According to some of the researchers that spoke to The Scientist, the next step will be to check whether this methylation also occurs in humans. “Our work does give a fairly good reason for doing so, because this part of the brain does exist in humans as well,” says MacKay, adding that it’s “less well studied [than in mice], but there’s every reason to believe that it works in a fairly similar way.” Carla Cisternas, a neuroendocrinologist at INIMEC, a medical research institute affiliated with CONICET and the National University of Córdoba, Argentina, who was not involved in the study, concurs. Previous research suggests that there is a “strong relationship” between rodent and human brain development in terms of methylation, she notes, adding that day 12 for postnatal mice partially corresponds to the last trimester of pregnancy in humans.

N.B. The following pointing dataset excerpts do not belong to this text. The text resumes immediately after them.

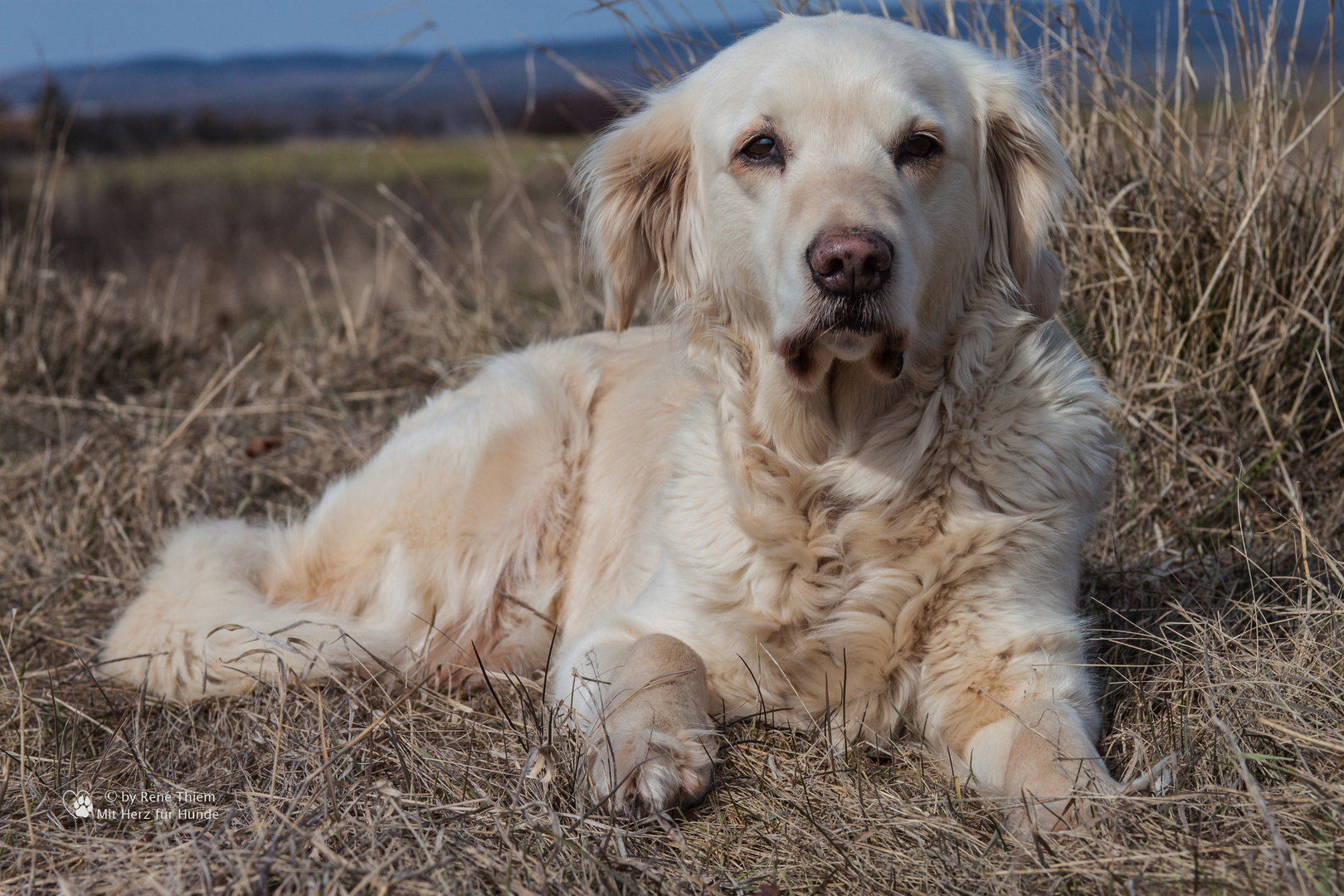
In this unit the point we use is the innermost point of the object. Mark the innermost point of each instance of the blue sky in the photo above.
(78, 32)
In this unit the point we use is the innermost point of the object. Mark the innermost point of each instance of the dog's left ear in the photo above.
(1030, 179)
(635, 182)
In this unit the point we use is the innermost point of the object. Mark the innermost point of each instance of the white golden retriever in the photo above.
(849, 485)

Based on the results of the new study as well as other epidemiological and animal model data pointing to a link between brain development and obesity, the authors argue that it should be considered a neurodevelopmental disorder, an idea that has been discussed for some years now. 

This is “quite a reasonable hypothesis,” says Margaret McCarthy, a neuroscientist at the University of Maryland School of Medicine who did not participate in the new study. We know from epidemiological data and animal model experiments that the propensity to develop obesity in adulthood can be programmed “very early in life,” she notes, “and we probably tend to underestimate how important the brain is to regulating things like metabolism or . . . general feeding behaviors.” 

Cisternas says that further experiments are needed to show more conclusively that obesity may be a neurodevelopmental disease—for example, by assessing how changes in diet affect epigenetics during brain development in mice—but, she says, “this is a nice first step” in testing the hypothesis.